Untuk penanganan situasi di Jayawijaya, Danrem 172/PWY Brigjen TNI Robby Suryadi telah bergerak menuju Wamena. Kedatangannya bertujuan untuk berkoordinasi intensif dengan pemerintah daerah serta tokoh masyarakat setempat guna memulihkan keamanan dan ketertiban.
"Secara teknis saya tidak bisa menjelaskan apa yang dilakukan, namun yang terpenting adalah TNI berkomitmen untuk menciptakan situasi yang aman di Tanah Papua," kata Febriel, menekankan prioritas utama TNI.

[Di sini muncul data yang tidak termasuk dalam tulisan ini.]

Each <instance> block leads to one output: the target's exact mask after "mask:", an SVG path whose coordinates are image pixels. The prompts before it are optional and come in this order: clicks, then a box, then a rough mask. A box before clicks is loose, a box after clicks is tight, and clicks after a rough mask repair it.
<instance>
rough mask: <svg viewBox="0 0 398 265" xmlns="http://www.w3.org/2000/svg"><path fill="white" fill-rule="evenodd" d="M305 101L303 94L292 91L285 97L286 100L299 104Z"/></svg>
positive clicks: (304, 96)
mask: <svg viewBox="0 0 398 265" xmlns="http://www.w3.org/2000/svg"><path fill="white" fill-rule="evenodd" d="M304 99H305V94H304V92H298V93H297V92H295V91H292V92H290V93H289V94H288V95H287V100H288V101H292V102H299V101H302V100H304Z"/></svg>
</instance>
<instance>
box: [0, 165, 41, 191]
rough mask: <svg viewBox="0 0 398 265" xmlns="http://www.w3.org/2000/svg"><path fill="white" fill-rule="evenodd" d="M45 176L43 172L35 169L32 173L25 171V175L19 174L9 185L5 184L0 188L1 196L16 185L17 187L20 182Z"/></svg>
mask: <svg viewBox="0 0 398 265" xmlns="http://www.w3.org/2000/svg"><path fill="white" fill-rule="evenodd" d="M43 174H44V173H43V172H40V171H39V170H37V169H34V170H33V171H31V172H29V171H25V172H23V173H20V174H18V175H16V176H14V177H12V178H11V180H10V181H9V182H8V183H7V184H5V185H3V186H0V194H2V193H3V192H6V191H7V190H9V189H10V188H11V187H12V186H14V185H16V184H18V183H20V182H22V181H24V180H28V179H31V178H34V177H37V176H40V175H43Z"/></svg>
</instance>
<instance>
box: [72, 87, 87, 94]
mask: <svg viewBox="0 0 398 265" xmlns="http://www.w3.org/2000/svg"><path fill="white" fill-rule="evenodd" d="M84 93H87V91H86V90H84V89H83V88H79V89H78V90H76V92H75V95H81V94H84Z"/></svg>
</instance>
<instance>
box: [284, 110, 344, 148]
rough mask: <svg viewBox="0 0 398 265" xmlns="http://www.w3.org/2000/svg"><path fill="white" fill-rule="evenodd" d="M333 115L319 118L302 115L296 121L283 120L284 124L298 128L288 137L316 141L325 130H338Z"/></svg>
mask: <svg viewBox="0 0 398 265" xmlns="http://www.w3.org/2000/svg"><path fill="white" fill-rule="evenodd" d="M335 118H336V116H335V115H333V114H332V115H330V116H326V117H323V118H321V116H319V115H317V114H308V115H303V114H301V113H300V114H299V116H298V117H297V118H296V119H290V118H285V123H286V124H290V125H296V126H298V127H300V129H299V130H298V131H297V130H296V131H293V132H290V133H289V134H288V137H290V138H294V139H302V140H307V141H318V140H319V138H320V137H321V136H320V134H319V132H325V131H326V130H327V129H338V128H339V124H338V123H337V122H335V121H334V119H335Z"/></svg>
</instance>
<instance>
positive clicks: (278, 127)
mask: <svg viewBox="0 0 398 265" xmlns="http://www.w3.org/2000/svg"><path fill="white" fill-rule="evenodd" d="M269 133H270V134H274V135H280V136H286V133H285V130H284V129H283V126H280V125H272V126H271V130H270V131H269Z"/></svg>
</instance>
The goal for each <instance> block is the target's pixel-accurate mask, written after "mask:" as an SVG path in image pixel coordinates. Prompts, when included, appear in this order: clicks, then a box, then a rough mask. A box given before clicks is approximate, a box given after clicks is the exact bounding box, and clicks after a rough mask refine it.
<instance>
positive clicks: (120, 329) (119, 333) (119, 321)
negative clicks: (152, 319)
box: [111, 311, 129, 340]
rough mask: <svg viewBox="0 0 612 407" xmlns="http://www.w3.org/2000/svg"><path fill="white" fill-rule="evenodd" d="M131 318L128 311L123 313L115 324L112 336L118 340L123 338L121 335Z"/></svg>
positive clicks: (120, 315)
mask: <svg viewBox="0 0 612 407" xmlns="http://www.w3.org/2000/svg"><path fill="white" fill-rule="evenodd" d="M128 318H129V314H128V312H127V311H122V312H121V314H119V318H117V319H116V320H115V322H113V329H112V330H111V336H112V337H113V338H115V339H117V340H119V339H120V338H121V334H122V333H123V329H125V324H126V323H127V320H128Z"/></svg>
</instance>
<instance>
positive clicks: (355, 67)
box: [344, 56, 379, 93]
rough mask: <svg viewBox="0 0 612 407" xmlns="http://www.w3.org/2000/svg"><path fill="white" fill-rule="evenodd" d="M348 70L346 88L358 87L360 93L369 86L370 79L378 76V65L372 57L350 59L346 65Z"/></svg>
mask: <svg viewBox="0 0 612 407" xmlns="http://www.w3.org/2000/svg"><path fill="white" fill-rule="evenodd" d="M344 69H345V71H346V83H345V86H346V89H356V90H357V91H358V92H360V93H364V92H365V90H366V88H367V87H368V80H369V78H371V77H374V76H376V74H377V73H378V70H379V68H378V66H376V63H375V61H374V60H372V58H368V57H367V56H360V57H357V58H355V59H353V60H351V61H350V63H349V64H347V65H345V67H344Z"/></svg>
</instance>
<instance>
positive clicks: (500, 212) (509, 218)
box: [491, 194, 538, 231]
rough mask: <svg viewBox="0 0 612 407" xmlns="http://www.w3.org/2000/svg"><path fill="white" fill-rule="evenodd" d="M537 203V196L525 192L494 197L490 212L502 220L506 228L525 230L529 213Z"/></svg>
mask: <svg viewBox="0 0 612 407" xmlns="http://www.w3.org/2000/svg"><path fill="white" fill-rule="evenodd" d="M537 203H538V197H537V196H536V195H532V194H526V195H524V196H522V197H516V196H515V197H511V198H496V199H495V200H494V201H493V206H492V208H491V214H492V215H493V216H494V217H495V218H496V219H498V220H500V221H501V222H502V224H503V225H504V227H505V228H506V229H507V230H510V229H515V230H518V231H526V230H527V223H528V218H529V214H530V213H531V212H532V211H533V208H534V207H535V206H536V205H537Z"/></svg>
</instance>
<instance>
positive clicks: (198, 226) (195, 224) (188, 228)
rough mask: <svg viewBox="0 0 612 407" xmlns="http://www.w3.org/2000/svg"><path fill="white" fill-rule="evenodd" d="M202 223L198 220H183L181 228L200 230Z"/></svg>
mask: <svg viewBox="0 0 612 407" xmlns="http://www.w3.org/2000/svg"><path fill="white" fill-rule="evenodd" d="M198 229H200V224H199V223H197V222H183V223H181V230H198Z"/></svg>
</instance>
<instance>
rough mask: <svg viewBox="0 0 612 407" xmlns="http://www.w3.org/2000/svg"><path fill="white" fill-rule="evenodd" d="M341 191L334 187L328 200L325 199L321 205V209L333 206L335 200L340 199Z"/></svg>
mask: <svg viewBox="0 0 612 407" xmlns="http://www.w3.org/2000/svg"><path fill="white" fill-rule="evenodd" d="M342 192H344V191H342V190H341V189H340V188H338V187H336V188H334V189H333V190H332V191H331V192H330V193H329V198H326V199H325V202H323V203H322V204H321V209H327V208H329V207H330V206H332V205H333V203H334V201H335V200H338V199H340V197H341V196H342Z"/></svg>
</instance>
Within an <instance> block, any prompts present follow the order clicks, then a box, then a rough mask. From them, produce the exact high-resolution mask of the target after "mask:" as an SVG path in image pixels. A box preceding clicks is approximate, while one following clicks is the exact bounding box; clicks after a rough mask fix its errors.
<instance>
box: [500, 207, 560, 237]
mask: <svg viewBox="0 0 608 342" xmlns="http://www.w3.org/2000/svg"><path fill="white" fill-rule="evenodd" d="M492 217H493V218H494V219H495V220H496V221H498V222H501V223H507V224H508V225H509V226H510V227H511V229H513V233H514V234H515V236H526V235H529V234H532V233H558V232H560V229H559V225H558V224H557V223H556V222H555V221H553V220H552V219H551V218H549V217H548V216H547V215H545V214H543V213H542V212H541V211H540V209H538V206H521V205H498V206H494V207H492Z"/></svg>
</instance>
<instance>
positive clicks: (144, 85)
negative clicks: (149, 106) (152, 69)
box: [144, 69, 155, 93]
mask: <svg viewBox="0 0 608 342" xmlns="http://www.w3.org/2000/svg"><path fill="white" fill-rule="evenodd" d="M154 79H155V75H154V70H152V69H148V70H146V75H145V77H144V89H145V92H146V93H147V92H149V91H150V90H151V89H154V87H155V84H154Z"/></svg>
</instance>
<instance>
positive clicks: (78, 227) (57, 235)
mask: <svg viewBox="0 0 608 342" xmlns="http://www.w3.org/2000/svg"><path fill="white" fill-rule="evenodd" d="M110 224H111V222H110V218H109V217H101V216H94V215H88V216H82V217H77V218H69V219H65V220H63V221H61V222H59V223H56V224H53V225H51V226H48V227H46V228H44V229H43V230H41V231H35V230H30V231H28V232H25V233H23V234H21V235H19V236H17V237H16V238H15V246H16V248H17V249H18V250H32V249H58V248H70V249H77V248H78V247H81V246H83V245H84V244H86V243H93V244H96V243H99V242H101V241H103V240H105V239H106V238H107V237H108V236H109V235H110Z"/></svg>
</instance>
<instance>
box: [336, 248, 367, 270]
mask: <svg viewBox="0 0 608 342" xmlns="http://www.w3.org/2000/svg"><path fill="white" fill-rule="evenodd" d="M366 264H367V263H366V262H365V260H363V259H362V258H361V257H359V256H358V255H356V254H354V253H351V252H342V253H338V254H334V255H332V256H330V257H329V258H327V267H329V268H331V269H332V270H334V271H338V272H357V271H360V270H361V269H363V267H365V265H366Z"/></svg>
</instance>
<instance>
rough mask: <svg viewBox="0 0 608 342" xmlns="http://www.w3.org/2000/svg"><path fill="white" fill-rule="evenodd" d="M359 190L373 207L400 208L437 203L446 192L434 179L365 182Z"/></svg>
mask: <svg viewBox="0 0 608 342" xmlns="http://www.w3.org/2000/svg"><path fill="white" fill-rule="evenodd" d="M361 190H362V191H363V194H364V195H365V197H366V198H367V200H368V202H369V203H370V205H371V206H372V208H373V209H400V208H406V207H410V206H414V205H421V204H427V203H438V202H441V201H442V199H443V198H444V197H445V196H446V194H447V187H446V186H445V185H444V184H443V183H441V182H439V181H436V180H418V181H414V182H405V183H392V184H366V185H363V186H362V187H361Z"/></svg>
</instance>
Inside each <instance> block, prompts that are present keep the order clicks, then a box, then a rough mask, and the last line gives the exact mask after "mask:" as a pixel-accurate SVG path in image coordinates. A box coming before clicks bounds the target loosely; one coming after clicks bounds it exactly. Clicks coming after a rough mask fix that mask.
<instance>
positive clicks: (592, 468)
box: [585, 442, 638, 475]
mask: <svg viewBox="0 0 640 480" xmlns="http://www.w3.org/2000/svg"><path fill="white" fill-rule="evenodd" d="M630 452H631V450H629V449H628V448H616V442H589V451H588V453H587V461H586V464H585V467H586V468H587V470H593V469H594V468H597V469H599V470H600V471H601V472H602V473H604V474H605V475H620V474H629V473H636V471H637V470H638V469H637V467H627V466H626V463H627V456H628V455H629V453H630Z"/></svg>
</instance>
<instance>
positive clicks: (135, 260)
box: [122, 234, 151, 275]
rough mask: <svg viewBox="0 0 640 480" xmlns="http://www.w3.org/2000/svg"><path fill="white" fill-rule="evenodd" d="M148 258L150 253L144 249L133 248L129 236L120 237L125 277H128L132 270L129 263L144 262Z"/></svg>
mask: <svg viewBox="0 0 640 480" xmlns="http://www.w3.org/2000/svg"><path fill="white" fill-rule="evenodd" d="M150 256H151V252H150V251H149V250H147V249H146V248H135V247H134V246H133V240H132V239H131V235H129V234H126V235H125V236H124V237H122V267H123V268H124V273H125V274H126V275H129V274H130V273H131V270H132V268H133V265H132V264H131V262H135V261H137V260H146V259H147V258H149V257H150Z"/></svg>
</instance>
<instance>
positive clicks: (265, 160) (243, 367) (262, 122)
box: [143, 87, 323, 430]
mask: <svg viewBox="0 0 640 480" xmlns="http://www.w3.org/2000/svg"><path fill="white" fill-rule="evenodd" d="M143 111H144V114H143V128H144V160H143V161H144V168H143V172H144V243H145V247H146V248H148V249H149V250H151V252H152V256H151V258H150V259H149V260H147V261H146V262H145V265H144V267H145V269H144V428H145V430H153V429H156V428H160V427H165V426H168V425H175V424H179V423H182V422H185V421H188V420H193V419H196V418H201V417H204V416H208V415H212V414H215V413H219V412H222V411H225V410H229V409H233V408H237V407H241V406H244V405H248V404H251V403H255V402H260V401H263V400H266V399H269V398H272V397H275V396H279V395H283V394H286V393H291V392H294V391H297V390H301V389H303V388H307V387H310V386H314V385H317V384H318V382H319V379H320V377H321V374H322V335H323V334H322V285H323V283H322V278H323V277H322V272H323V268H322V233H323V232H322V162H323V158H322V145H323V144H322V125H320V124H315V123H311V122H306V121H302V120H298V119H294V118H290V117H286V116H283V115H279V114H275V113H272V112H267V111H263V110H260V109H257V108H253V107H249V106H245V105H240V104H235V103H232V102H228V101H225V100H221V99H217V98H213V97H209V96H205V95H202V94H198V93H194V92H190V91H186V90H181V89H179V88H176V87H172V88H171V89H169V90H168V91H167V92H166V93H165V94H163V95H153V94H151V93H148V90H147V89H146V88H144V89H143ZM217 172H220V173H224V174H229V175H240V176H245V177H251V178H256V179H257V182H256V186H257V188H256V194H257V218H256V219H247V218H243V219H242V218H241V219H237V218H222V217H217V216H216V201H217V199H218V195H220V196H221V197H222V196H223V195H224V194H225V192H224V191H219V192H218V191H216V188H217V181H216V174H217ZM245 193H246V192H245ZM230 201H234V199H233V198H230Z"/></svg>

Febriel menambahkan, rentetan insiden penembakan yang terjadi di sejumlah wilayah Papua Pegunungan justru kian menguatkan tekad TNI-Polri untuk melumpuhkan kekuatan KKB. "Langkah yang diambil TNI-Polri akan dilakukan sesuai standar operasional prosedur (SOP), dan kami memohon dukungan seluruh masyarakat agar dapat terlaksana dengan baik," pungkasnya, seperti dikutip dari chapnews.id.